La Casuca

Alejandro Larrubiera


Cuento



«que en el mundo el amor siempre está en juego»

Campoamor. Dichas sin nombre.

I

Al final de este capítulo, acaso diga el lector que huelga
lo que en él va escrito.


En tal noche soplaba reciamente el viento Gallego, y al enfilar por las obscuras callejas de la corralera, silbaba trémulo y hacía retemblar las mal encajadas portilleras, arrancándolas secos golpazos; levantaba del suelo con rapidez increíble las hojas desparramadas de los nogales, y con el polvo formaba remolinos que corriendo á lo largo de las callejas iban á estrellarse contra las fachadas de las casas, y la arena al rebotar sobre los cristales de las ventanas formaba pizicattos como de platillos que tintineasen pianissimo: los campanillos de la iglesuca empujados por el aire tenían una perpetua vibración parecida á una queja: esto en la parte urbana de Villabrin: en la otra rústica el Gallego recreábase á su sabor, corriendo con horrísona furia por entre los árboles seculares del bosque, doblando las copas de los más recios y humillando hasta el suelo las de los más débiles; aquel silbar bronco del elemento infundía pavor, y ni un alma cruzaba en aquella noche de invierno el término villabrinés.

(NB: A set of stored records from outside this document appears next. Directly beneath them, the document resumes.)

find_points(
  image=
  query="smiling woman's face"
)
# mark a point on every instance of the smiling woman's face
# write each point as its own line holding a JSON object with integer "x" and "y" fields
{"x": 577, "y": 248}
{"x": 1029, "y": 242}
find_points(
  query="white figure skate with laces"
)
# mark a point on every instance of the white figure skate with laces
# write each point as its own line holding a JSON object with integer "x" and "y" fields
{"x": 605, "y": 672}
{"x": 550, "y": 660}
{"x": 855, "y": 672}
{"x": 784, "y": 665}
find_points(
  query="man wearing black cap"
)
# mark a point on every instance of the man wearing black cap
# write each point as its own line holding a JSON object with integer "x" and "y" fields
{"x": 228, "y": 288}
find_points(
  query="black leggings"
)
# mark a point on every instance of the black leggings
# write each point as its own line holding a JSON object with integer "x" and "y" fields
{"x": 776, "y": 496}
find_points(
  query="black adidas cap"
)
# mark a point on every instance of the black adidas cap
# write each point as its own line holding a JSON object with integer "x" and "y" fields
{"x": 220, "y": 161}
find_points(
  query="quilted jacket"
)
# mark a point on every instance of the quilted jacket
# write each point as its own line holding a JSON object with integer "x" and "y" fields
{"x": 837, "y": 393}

Miento, porque de una de las casas situadas al extremo de la aldea, casi cerca del bosque, salió un hombre joven, vestido á estilo de indiano y llevando en la mano un farol cuyos destellos á las primeras de cambio trocáronse en tinieblas.

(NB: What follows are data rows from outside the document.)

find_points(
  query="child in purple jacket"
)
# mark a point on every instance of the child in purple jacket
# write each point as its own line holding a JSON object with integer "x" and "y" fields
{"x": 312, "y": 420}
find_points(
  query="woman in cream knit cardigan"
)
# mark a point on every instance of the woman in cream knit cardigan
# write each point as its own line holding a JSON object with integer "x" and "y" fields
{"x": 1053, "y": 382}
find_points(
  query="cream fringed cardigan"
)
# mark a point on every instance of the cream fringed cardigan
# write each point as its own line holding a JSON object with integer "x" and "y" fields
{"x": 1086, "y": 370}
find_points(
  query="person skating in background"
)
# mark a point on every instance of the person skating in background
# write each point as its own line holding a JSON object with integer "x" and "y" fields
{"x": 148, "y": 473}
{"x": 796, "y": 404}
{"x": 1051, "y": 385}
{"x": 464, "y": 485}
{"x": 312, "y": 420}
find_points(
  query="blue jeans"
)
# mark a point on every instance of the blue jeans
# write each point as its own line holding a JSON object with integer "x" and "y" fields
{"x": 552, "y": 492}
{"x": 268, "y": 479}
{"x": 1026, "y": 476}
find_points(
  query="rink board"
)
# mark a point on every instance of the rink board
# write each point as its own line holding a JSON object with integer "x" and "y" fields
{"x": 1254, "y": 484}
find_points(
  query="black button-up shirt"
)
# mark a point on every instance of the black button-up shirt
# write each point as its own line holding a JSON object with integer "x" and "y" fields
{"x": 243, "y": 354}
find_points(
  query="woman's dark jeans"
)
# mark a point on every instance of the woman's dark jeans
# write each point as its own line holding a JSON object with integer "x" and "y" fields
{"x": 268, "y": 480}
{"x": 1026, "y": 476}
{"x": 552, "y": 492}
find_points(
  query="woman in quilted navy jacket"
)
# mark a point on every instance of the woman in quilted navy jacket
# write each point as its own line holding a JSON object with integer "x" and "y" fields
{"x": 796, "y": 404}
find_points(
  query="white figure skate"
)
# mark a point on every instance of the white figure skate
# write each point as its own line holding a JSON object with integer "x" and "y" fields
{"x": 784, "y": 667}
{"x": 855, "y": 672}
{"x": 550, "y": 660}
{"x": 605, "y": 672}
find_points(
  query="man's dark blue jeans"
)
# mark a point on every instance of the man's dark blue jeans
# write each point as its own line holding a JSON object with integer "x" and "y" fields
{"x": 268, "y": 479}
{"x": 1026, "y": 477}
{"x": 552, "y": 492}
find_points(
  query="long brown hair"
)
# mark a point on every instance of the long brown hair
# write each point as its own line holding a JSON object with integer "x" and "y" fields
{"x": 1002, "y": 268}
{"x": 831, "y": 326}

Pero el que á tal se atrevía en noche tan borrascosa no debía de ser hombre que se ahogase en poca agua, y arrojó como cosa inútil el farol contra el suelo: oyóse ruido de cristales que se rompen, y el joven continuó su camino, metidas las manos en los bolsillos del pantalón y las narices entre los pliegues de una bufanda.

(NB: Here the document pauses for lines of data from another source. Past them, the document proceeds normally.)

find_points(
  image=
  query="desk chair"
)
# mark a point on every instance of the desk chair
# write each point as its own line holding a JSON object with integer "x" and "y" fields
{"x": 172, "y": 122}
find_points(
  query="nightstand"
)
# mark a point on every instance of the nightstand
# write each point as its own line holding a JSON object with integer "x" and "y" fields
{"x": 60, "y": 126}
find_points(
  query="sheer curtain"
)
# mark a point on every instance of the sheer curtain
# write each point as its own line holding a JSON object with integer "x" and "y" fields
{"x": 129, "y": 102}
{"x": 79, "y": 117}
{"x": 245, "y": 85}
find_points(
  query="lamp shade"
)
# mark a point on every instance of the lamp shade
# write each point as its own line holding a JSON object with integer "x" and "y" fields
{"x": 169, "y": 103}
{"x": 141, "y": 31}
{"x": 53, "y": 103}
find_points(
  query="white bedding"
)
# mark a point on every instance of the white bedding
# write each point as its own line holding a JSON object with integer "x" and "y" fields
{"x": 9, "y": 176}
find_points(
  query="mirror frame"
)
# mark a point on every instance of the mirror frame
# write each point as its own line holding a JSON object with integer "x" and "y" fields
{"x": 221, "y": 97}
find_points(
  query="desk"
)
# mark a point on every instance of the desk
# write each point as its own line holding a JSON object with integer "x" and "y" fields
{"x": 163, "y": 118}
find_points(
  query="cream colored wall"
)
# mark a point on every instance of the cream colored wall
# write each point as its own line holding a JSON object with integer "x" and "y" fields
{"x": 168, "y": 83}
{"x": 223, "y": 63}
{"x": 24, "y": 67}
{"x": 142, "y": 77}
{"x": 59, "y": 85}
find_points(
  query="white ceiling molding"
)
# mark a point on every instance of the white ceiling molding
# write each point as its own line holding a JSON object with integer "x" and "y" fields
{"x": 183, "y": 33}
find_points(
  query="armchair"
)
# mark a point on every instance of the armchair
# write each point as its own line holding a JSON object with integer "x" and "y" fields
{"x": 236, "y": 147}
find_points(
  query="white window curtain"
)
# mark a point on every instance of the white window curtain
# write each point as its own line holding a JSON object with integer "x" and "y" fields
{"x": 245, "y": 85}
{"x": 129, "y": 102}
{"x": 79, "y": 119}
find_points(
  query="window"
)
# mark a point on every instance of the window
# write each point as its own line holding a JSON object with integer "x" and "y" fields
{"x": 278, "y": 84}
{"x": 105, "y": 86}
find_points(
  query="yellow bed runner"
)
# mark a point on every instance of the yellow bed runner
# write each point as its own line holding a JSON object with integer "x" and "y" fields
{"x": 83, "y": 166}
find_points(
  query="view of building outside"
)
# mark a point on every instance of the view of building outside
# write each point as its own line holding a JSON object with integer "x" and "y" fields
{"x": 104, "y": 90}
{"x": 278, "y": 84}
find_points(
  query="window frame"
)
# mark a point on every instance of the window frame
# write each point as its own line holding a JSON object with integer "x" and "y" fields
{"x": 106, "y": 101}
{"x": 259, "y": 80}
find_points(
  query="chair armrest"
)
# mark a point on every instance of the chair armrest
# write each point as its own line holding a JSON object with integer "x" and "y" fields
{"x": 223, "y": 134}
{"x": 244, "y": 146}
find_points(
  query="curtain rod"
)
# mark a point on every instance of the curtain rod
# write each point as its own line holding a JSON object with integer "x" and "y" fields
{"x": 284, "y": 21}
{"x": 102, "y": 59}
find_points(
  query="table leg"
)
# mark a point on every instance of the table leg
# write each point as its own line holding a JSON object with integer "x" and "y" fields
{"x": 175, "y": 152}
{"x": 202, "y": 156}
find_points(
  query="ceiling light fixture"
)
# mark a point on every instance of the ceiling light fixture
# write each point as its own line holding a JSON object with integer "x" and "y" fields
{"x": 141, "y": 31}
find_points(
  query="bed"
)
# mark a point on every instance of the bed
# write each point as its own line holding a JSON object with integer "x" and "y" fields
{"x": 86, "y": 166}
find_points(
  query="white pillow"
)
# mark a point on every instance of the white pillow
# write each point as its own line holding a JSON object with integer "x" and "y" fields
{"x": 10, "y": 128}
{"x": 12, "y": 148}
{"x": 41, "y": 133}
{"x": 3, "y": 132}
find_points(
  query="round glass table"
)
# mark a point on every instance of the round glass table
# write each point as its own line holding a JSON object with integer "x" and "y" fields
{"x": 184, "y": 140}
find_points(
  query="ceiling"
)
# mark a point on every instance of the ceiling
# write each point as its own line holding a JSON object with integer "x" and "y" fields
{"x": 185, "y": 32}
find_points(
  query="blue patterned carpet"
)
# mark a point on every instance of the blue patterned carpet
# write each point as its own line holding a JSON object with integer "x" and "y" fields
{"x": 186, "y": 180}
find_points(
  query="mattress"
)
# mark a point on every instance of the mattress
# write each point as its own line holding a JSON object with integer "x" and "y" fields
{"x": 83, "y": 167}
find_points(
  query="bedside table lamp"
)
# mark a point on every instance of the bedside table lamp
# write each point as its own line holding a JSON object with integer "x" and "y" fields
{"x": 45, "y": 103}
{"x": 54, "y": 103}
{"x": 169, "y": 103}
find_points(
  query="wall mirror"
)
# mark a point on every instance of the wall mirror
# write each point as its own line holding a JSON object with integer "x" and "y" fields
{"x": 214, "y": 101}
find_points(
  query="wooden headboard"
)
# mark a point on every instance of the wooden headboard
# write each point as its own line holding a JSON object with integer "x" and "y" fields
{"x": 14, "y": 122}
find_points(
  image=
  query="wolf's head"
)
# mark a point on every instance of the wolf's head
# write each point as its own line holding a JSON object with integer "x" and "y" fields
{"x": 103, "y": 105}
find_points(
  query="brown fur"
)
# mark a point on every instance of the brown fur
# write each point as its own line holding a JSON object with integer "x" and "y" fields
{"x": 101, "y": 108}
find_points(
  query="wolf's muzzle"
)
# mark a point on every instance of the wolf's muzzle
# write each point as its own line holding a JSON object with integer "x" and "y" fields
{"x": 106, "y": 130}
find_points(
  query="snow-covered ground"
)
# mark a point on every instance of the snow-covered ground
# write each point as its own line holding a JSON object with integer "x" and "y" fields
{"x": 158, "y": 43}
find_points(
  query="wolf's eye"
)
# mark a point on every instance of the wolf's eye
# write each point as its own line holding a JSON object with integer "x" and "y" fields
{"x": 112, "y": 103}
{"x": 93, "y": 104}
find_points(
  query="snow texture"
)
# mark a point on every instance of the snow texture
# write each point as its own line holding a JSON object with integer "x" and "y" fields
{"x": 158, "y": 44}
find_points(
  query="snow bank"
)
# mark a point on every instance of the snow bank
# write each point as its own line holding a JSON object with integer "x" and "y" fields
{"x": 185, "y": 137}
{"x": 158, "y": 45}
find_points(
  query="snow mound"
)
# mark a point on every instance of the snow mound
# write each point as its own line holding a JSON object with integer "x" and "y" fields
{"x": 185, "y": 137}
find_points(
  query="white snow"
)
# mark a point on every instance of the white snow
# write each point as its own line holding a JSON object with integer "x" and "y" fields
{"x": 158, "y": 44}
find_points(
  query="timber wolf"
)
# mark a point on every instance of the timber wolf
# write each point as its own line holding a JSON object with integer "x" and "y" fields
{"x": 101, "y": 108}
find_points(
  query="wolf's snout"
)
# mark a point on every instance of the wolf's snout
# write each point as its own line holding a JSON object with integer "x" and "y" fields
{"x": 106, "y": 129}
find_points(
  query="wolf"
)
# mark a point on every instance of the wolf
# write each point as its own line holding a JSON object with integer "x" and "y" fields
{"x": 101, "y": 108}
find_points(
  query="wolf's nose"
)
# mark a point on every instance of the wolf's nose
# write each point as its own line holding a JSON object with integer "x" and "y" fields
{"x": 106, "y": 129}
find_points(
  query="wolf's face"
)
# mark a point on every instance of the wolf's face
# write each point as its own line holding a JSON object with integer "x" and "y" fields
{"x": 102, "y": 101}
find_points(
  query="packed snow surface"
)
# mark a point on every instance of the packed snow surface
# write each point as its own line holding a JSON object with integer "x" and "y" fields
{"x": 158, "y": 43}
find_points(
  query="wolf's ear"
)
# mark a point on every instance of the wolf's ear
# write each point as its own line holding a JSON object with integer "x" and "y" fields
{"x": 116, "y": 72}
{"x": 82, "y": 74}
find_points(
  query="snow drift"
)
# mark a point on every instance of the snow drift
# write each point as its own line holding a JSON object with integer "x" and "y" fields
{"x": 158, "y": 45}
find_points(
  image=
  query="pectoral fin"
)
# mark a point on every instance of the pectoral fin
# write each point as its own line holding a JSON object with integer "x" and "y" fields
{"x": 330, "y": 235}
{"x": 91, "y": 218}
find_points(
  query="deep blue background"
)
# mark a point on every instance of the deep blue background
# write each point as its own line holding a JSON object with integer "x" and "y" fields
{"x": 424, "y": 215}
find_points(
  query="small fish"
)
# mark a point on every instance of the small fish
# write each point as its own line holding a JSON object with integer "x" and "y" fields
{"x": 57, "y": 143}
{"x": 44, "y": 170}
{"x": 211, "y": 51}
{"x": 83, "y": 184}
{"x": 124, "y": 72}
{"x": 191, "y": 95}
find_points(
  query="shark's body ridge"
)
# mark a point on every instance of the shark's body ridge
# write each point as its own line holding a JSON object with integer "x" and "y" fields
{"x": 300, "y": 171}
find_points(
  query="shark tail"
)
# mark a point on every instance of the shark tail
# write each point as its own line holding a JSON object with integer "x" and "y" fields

Pisando recio, parándose á ratos, vuelto de espaldas á la dirección del viento huracanado, cruzó varias callejas hasta llegar delante de una casa de reciente construcción que ostentaba en la clave de piedra de su portada un escudo que tenía un león rampante en campo de plata.

II

Se hace la presentación de un borrachín seudo-socialista

y se dan á conocer unos amores inocentes.


Quicón el de Casona era el tipo más popular que paseaba sus albarcas por Villabrín: era un viejecito panzudo, calvo, patizambo, con cara groseza y abotagada, en la cual había que parar mucho la atención si se querían encontrar los ojos de su poseedor, porque amén de ser aquéllos chiquitines y como aguanosos, la carne de las mejillas formando dos promontorios hundíanselos, así como la nariz, de la que sólo recibía el aire la punta roja cual el pimentón.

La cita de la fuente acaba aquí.